McDonald’s Reminds Customers That It No Longer Uses Pink Slime In Burgers

Don't believe everything you read.

Don’t believe everything you read.



The Internet is a vast landscape of knowledge just waiting to be mined for your personal edification. But just like Winston Churchill didn’t say “Somebody’s got a case of the Mondays!” just because someone slapped a caption on a photo of the guy and plastered it all over Facebook, not everything you read about fast food is necessarily true.

Namely, no, McDonald’s is not using lean textured beef trimmings treated with ammonia, aka “pink slime” in its burgers, and hasn’t since 2011, the company says.


This, after at least one photo has been making the rounds on social media (I’ve seen it at least three times on Facebook in the past week), with the caption: “McDonald’s hamburgers are only 15% real beef. The other 85% is meat filler cleansed with Ammonia which causes stomach and intestinal cancer.”

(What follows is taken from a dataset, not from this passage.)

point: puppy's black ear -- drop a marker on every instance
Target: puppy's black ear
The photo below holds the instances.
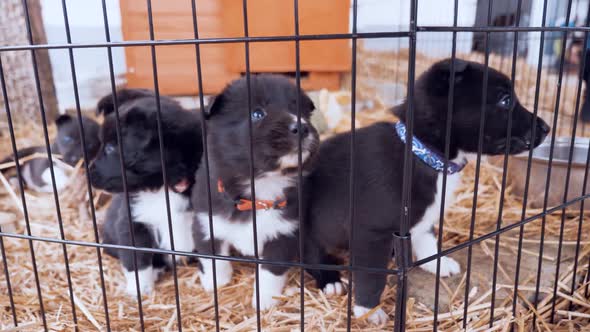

Due to the building hubbub, McDonald’s is trying to stem the tide of misinformation:


“Lean finely textured beef treated with ammonia, what some individuals call ‘pink slime’ or select lean beef trimmings, is not used in our burgers. Any recent reports that it is are false,” it says in an explanation on its site under the question topic, “Do you use so-called ‘pink slime’ in your burgers?”


Are there other reasons someone might choose not to chow down at Mickey D’s? Sure, and you’re free to live your own life how you see fit — eat a salad, eat snails or chow down on the biggest bacon cheeseburger you’ve ever seen, if that’s what you want. But spreading information that is just flat out false isn’t going to help anybody.